Mowu Güz Yaprağı’na bir bakış atmış, ardından yanındaki ahşaplardan birine kurulmuştu. Onun da kaşları endişeden sebep çatılmıştı. Dala Amca döndükten sonra, Ji Ning’in Yabaniyaratık olan Suyun Gergedan Kralı’yla mücadele etmeye başladığını öğrenmişlerdi. Mücadelenin nasıl sonlandığını ise bilen herhangi biri yoktu. Her ne kadar kalbinde genç efendinin sapasağlam geri dönmesini istiyor olsa da mantığı ona… Genç efendinin büyük bir tehlikeyle karşı karşıya olduğunu söylüyordu!

 

Bunun asıl sebebi Dala Amca’nın ve diğerlerinin kabileye ulaşmak için iki gün harcamış olmalarıydı.

 

Genç efendi Ning’in hızı göz önünde bulundurulduğunda, eğer hayattaysa Metaltaşı Kabilesi’ne ulaşmak için yarım güne bile ihtiyacı olmazdı. Mantıken, Dala Amca ve diğerlerinden önce kabileye ulaşmış olması gerekiyordu!
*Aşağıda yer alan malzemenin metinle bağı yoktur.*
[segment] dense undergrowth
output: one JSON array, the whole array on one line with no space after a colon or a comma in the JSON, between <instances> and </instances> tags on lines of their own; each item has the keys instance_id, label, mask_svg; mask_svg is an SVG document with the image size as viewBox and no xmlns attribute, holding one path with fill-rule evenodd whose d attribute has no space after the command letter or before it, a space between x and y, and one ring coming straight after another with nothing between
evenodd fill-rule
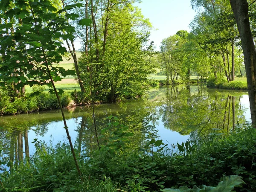
<instances>
[{"instance_id":1,"label":"dense undergrowth","mask_svg":"<svg viewBox=\"0 0 256 192\"><path fill-rule=\"evenodd\" d=\"M194 185L216 186L223 175L236 175L245 182L236 191L255 191L256 130L238 128L228 135L215 131L207 138L178 144L177 152L174 152L154 139L143 147L130 148L126 139L130 134L116 129L109 132L100 150L81 154L80 177L71 163L68 145L54 147L36 141L29 163L1 173L0 190L160 191Z\"/></svg>"},{"instance_id":2,"label":"dense undergrowth","mask_svg":"<svg viewBox=\"0 0 256 192\"><path fill-rule=\"evenodd\" d=\"M214 77L210 77L207 81L207 86L209 87L218 88L225 89L247 90L246 81L233 81L227 82L224 79L216 79Z\"/></svg>"},{"instance_id":3,"label":"dense undergrowth","mask_svg":"<svg viewBox=\"0 0 256 192\"><path fill-rule=\"evenodd\" d=\"M7 87L0 87L0 115L32 112L38 111L58 109L57 98L55 95L44 92L42 88L37 87L35 92L37 96L31 96L31 93L24 96L19 96L13 91ZM60 96L61 102L63 107L69 104L71 97L68 94Z\"/></svg>"}]
</instances>

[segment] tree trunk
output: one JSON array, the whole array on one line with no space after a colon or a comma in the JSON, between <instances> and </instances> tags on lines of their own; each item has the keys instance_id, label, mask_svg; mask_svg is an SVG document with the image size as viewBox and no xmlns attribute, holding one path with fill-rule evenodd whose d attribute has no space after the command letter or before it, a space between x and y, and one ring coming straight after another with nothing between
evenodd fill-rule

Ancak Dala Amca ve diğerleri kabileye ulaşalı iki gün geçmesine rağmen Ning hala dönmemişti.

 

“Eğer genç efendi öldüyse… Güz Yaprağı ve ben de muhtemelen öleceğiz.” Mowu sessizce söylendi.

 

Eğer efendileri ölmüşse, nasıl olur da onun hizmetçileri olarak yaşamaya devam edebilirlerdi?

 

Ji Klanı gibi yerel hükümdarların sıkı kuralları mevcuttu.

 

“Huh?” Mowu bir anda gözlerini açıp kapadı. Uzaktan, belli belirsiz de olsa tanıdık bir figür görmüştü… Bu figür genç efendiye aitti!

 

“Genç efendi!” Güz Yaprağı çoktan koşmaya başlamıştı.

 

“Genç efendi?”

 

“Güz Yaprağı Hanım koşuyor.”

 

“Şuraya bak, orada biri var sanırım. Yoksa o figür Güz Yaprağı Hanım’ın beklediği genç efendinin figürü mü?” Kabile kapısında duran gençler fısıldaşmaya başlamış ve bazıları da içeriye koşmaya koyulmuştu.

 

—————————–

 

Güz Yaprağı kürklere bürünmüş, gülümseyen adamın yürüyüşünü izliyordu. Geçirdiği iki günde sürekli korkusunu, endişesini ve düşüncelerini bastırıyordu ve şimdi yaşadığı onca duygu göz yaşlarının akmasına sebep olmuştu.

 

“Genç efendi.” Güz Yaprağı, Ning’e baktı: “Ben, ben…”

 

“Hey, döndüm.” sahip olduğu akılalmaz görüş menzilinden dolayı Ning uzaktan Dala Amca’nın ve tek kollu adamın ona doğru yürüdüğünü görmüştü. Gülümsemesine engel olamayan genç adam konuştu: “Demek Dala çoktan geri dönmüş. Sana Suyun Gergedan Kralı’yla mücadele ettiğimi o mu söyledi? Birkaç gün dışarıda kaldım diye bu kadar endişelendin mi yani?”

 

Güz Yaprağı göz yaşlarını tutmak için elinden geleni yapıyordu.

 

“Burada sadece Suyun Gergedan Kralı’ndan bahsediyoruz. Genç efendine kıyasla, o yaratığın adını bile ağzına almana gerek yok.” Ning ona göz kırpmış ve heyecanını belli etmişti.

 

Güz Yaprağı şaşkına dönmüştü: “Genç efendi, Yabaniyaratık’ı öldürdünüz mü?”

 

“Evet.” Ning keyifle başını öne salladı.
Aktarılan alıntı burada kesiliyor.